NASA's Aqua satellite passed over the reborn tropical cyclone known as Gillian on March 21 and captured a visible image of the storm, located just south of the island of Java.
Java is highly populated island of Indonesia that includes the capital city of Jakarta. Java is divided into four provinces, East, West and Central Java and Banten. There are also two special regions of Java called Jakarta and Yogyakarta.
The MODIS instrument that flies aboard Aqua captured a visible image of Gillian on March 21 at 06:55 UTC/2:55 a.m. EDT. The image showed bands of thunderstorms wrapping around the center of circulation that stretched from the north to the east and southwest. Only the northwestern quadrant appeared to have a fragmented band. The NOAA-19 polar orbiting satellite showed that Gillian is a symmetric and compact system with improved central convection.
Gillian initially formed on March 10 in the northern Gulf of Carpentaria, part of the Southern Pacific Ocean. After a brief landfall in Queensland's Cape York Peninsula it weakened to a remnant low, moved northwest and entered the Southern Indian Ocean where it just re-formed into a tropical storm.
At 0900 UTC/5 a.m. EDT, Tropical Cyclone Gillian's maximum sustained winds were near 35 knots/40 mph/62 kph.
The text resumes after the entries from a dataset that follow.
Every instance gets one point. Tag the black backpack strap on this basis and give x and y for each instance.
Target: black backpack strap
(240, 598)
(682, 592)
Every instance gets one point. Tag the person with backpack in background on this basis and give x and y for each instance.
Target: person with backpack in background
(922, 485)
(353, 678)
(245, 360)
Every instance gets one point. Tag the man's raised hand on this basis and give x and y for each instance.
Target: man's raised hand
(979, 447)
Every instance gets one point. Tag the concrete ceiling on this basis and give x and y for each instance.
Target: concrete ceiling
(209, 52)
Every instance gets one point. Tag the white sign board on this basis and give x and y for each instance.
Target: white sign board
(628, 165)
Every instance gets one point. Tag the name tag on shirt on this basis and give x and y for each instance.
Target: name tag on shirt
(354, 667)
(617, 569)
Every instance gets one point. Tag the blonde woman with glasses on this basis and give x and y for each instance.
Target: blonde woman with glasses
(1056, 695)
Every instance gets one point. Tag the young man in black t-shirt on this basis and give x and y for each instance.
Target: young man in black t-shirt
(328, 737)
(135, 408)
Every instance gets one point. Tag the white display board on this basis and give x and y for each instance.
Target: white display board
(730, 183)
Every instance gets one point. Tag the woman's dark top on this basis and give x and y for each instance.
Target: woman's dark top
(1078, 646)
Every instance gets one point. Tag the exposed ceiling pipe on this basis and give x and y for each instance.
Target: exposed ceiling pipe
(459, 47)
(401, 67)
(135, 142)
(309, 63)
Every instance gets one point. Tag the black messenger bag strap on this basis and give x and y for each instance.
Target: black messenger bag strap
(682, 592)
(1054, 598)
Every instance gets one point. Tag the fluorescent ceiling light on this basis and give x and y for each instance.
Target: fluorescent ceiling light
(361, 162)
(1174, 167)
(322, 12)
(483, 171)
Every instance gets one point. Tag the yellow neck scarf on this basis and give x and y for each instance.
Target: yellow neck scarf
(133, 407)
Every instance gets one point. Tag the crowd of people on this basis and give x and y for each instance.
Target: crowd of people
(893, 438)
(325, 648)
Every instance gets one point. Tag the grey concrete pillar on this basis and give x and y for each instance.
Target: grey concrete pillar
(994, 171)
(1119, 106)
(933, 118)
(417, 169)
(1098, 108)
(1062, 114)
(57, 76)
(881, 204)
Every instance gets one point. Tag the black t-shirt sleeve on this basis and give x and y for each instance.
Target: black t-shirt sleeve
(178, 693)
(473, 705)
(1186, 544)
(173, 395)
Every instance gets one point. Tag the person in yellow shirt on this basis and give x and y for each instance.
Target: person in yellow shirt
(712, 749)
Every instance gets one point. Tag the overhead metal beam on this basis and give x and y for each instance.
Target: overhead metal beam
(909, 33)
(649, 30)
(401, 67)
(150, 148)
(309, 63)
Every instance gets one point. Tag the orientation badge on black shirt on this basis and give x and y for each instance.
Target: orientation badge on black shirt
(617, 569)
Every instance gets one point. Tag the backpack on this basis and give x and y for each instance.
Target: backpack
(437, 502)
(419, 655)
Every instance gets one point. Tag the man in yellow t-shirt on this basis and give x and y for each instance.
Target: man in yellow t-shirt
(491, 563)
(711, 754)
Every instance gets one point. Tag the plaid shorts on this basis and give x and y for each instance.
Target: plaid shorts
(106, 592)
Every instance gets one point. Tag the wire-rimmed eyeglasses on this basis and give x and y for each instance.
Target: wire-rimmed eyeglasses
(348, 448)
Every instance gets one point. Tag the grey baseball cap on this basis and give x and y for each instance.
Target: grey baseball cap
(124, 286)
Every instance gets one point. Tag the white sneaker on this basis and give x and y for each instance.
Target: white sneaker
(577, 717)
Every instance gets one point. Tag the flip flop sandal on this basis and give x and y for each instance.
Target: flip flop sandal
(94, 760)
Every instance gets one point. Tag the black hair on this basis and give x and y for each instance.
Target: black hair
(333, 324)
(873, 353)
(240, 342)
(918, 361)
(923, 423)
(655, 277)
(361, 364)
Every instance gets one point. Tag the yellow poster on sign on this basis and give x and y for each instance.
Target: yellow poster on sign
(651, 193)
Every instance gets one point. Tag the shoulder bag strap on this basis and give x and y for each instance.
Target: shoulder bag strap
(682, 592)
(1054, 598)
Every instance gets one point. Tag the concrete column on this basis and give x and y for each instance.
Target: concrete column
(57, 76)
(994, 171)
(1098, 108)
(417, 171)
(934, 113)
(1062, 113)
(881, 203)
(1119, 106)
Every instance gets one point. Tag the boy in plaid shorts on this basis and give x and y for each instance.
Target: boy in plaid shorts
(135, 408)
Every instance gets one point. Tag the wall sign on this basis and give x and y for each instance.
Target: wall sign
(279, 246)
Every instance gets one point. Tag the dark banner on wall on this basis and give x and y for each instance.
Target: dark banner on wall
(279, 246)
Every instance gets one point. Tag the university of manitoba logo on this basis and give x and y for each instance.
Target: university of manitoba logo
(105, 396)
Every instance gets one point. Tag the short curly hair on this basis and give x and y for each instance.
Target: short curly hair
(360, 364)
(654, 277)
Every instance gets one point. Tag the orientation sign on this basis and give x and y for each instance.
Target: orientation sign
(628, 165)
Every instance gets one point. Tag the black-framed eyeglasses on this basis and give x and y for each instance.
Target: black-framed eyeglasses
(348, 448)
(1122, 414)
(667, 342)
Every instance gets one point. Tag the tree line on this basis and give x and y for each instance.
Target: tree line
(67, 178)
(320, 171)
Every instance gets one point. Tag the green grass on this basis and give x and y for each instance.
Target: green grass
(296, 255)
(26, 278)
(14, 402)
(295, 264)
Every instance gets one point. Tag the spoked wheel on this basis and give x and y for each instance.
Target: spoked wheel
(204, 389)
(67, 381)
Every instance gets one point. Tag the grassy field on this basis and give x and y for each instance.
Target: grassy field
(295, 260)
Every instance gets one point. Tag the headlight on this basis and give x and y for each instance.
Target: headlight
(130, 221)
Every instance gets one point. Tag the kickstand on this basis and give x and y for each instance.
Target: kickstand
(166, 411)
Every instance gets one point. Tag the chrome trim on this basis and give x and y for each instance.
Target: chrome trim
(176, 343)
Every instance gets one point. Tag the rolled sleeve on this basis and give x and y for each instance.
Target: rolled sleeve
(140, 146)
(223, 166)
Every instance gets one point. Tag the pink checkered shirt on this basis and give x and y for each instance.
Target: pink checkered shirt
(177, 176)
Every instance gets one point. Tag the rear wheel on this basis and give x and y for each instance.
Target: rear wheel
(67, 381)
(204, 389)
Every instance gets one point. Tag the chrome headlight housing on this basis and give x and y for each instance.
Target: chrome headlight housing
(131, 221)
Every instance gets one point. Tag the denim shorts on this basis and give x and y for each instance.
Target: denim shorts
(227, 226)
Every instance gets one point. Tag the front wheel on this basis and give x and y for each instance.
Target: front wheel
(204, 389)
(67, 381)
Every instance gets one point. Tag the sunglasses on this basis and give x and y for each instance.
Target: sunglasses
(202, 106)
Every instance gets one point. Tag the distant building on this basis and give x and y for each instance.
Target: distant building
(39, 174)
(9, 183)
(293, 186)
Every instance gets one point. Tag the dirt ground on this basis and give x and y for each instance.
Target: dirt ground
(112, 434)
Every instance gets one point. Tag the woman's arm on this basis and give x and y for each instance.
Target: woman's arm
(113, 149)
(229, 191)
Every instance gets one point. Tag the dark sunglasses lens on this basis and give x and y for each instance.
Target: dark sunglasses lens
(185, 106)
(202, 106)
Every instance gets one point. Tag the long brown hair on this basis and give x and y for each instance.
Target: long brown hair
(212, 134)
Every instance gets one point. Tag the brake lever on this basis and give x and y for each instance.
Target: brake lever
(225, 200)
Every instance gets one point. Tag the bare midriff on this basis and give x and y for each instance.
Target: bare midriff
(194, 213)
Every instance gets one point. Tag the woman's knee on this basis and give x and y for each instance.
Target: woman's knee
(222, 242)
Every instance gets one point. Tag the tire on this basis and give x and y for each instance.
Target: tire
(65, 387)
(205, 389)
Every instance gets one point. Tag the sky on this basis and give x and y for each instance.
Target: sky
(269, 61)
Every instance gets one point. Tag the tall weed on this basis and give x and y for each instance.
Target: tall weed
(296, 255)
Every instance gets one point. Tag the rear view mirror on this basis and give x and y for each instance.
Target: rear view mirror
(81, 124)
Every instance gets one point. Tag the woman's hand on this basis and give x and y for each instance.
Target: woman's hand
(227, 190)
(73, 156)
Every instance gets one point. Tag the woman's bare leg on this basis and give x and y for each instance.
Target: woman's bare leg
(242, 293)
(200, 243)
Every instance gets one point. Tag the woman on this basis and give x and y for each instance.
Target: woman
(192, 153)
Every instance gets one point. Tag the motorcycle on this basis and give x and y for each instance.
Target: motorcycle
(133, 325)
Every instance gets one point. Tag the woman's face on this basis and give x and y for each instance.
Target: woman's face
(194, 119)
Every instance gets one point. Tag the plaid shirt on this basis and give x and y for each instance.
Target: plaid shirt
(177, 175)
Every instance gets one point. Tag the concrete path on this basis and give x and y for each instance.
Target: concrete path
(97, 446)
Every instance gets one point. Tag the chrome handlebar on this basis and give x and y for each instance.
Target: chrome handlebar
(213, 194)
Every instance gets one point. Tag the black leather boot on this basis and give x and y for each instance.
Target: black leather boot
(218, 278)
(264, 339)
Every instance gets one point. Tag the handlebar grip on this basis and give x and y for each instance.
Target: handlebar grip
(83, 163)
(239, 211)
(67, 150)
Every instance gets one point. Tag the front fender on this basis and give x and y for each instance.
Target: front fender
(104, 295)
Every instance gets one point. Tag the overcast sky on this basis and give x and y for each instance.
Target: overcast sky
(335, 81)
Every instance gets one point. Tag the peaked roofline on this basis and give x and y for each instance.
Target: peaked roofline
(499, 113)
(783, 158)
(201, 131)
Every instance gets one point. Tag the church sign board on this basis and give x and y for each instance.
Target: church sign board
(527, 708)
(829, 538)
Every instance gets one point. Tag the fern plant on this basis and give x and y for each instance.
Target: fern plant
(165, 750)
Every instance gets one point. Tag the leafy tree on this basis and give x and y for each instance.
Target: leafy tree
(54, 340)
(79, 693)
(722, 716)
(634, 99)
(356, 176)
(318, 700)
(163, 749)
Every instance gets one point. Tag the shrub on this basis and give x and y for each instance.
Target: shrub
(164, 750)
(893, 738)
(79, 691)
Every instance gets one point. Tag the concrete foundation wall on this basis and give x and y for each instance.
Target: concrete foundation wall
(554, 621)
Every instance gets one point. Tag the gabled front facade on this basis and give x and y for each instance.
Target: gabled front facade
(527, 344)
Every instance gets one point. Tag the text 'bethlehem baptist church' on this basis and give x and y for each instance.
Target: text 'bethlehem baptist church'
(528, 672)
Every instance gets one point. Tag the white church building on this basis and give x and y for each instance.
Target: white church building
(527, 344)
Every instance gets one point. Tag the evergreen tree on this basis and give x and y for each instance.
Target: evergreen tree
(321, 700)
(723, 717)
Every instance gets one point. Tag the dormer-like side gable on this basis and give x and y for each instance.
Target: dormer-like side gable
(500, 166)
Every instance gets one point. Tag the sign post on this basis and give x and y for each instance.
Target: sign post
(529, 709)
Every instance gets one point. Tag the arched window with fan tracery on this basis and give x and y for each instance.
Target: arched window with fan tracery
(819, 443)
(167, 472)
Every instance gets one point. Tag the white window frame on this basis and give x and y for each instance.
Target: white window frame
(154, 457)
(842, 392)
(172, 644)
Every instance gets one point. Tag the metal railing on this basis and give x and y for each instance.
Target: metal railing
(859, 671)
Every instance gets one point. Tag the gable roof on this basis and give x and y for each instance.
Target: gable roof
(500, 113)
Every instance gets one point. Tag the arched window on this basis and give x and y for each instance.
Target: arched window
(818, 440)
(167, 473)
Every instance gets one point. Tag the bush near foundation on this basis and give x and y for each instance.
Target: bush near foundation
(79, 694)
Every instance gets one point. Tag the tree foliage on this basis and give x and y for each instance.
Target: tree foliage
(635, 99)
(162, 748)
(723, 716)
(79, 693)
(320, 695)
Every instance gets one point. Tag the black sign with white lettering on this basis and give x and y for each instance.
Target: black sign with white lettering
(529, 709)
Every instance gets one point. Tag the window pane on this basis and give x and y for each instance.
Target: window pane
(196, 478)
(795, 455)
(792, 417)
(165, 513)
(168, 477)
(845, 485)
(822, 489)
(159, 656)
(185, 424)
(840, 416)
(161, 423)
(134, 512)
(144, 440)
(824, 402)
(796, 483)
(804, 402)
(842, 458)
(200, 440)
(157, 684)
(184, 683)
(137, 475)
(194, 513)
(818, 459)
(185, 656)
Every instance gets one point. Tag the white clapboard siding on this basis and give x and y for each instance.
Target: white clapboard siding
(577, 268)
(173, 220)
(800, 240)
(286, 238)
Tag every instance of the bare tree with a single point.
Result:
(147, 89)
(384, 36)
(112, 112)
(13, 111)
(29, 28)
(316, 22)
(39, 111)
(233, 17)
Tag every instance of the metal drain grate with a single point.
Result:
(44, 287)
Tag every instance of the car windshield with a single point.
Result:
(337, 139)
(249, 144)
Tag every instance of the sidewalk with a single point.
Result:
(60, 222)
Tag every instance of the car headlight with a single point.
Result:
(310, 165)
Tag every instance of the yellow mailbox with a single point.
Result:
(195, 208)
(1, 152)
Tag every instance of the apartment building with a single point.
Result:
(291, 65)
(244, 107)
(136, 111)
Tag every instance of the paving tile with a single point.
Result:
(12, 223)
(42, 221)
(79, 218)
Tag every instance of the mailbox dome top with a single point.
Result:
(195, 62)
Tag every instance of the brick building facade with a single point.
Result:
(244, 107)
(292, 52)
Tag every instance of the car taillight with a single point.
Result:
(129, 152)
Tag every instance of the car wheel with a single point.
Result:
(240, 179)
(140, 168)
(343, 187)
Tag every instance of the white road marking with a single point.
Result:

It was centered near 9.6 south and 108.2 east, just south of Java and about 834 nautical miles/959.8 miles/1,545 km north-northwest of Learmonth, Australia. Gillian was moving to the west at 16 knots/18.4 mph/ 29.6 kph.
The Indonesian Tropical Cyclone Warning Center in Jakarta has issued watches and warnings across parts of Java and Sumatra for heavy rain and rough surf.
Gillian is expected to move west and once past Christmas Island, the Australian Bureau of Meteorology and the Joint Typhoon Warning Center expect it to move southwest while intensifying to hurricane-force over open waters of the Southern Indian Ocean.